It's a new twist on an old saying-- "Is the champagne flute half empty... or half full?" That's the way singles can look at the upcoming wedding season. According to Melissa E. Malka, contributor for JMag, the online magazine for JDate.com, “For singles, attending wedding after wedding can be a constant reminder that you’re not quite there yet." But that isn't necessarily a bad thing.
Malka explains, "Keep in mind that there is always something left to learn... whether it's discovering new things about old friends you see at the wedding, meeting new people, or realizing how fantastic your life really is (single or not). You don't often learn those lessons within the confines of your own home."
Sometimes when you're unattached, it can be tough to motivate yourself to go to a wedding, but as Malka cautions, remember who it's really about. "A wedding, unless it's yours, isn't about you and you choosing to miss it can result in worse consequences than sucking it up to be there for your friend. You should go because, aside from the obvious potential for meeting new people, eating free cake and making fun of bad dresses, there is always something to discover anywhere you go!" Malka's sharing her tips on surviving (and even thriving) this wedding season:
1. Start from the outside and work your way in. “I never (read: never) advise people to use their looks or appearance as the foundation for impacting their self-confidence and level of happiness, with one exception: weddings.” You never know who might be there (the bride’s cousin or the groom’s best friend from college perhaps?) and the wedding photos will be around forever – two very good reasons to look fabulous!

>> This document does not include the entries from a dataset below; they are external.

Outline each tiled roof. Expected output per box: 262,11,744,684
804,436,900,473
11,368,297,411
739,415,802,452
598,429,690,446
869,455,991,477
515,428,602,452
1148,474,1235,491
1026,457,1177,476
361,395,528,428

Related: How to Attend a Wedding on a Budget
2. Don’t be the center of attention. This is the bride and groom’s special day. Don’t be that obnoxious drunk guy or that bitter single girl.
3. Don’t drink too much and turn into a wreck. Leave the Jaeger bombs at the frat house. Who wants to sit at a table with a sloppy mess?
4. Deflect or direct THAT nosy question. It's that question singles dread hearing at weddings, "Why aren't YOU married yet?" There are two effective approaches to dealing with it... deflect or direct. "To deflect, just revisit everyone's favorite subject: themselves. Ask them about their new job, their dog or recent trip to Italy."